You know the saying, “Never judge a book by its cover?” Well, that phrase was coined because of this very exercise. This looks incredibly easy and boring, but it will sneak up on you and deliver amazing results.
The Push-Up to Vertical Reach is simplistic, which is why I like it, but simple does not mean easy. When performed properly, this can be one of the best bang for your buck exercises in your arsenal!
Here’s how you do it:
First, set up in a push-up position with elevated hands. No matter how jacked and strong you are, I suggest elevating the hands to optimize the body angles for core activation.
Check your foot stance. If they are closer together, this is going to make it harder. Feet further apart will make it less challenging. Find a good foot position for you and use that as a means of progression. Remember, at the end of the movement, you’re going to have two bases of support: One hand, and your feet.

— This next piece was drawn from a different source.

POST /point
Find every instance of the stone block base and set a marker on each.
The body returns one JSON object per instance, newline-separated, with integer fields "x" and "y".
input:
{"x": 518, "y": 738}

Next, perform a perfect push-up starting from the top position. As you concentrically push yourself up, release one hand and reach overhead as you complete the push-up. Keep your ribs from flaring up and don’t let your back overextend.

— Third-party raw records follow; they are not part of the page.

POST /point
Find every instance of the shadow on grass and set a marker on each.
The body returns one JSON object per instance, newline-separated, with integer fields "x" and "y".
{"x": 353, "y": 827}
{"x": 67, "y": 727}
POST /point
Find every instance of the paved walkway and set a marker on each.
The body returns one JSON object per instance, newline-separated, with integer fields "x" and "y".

As you do this push-up and reach combo, you also want to exhale smoothly and powerfully. Get all of the air out of your lungs. Even when you have no air to exhale, keep exhaling. I stole that from Bill Hartman. He’s way smarter than me. And you.
Once you complete one rep, repeat on the other side and alternate. Make sure you truly own your push-up. Do not allow your hips to sway or weight to shift as a compensation pattern. Make this the toughest core exrecise you’ve ever done! Trust me, you’re going to love the results. Program this literally anywhere in your training and it can fit right in! Try it out and let me know what you think!